When all sides of the second member 4 have been measured, the measured planar state is evaluated as flatness using spreadsheet software that automatically calculates flatness. The flatness evaluation is executed by the control unit 170 or another computer. The flatness in this embodiment is a value indicating the flatness of the support surface of the mask 1, which is determined for the entire second member 4. Further, the amount of adjustment refers to the degree of height adjustment required to make the support surface of the mask 1 have a desired flatness, and is indicated by the position and height at which adjustment by the height adjuster 5 is required. In this example, the calculation formula described in the flatness adjustment method is preset in the spreadsheet software, and by inputting the measured value into the measurement value input field, the flatness and adjustment amount can be automatically calculated. It can be calculated. For flatness, when all measured values for each side of the second member 4 are input, the flatness will be displayed in the flatness display field, and if the value displayed in the flatness display field has the desired accuracy, adjustment is possible. It will be completed. If the desired accuracy is not achieved, perform the following flatness adjustment. In this way, the control unit 170 determines the insertion position of the adjustment tool and the amount of height adjustment by the inserted adjustment tool.

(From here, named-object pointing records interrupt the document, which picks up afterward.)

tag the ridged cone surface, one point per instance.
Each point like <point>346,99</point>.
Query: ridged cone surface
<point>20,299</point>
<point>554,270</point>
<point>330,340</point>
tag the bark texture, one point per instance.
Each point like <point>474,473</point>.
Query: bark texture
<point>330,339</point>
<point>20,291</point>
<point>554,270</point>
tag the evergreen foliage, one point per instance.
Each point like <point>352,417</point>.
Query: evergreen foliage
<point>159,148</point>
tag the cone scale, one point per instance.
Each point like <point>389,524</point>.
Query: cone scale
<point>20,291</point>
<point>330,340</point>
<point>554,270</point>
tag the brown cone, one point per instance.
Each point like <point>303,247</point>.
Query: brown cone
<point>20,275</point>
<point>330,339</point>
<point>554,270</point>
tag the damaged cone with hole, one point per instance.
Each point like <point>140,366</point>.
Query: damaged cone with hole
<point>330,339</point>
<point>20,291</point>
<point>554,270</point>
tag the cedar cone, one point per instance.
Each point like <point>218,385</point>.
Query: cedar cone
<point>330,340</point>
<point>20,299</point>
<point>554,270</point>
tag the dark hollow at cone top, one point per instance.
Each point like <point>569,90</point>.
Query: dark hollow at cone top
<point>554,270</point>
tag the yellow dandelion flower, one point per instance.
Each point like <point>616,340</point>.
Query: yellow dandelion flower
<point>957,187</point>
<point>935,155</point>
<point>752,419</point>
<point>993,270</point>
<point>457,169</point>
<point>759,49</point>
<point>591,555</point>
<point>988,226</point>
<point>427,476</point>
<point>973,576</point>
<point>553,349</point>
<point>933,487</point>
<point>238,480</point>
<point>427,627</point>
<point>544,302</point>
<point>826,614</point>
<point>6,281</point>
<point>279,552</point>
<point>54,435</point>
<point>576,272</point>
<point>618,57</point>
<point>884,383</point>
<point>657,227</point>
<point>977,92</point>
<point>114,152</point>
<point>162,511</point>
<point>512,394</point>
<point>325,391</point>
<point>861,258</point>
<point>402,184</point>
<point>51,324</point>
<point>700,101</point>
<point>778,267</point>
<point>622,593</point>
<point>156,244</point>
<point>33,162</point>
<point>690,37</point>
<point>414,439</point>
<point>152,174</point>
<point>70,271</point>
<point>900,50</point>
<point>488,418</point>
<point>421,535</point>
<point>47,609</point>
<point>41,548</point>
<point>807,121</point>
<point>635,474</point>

(Flatness adjustment method)
In this embodiment, the flatness is calculated based on the planar state of the partial members 4a and 4c corresponding to the two long sides of the second member 4 and the partial members 4b and 4d corresponding to the two short sides of the second member 4. Then, determine whether adjustment is possible. When adjustment is necessary, the necessary number of height adjusters 5 are prepared based on the value displayed in the adjustment amount display field, and the height adjusters 5 are sandwiched between the first member 3 and the second member 4 to perform the adjustment.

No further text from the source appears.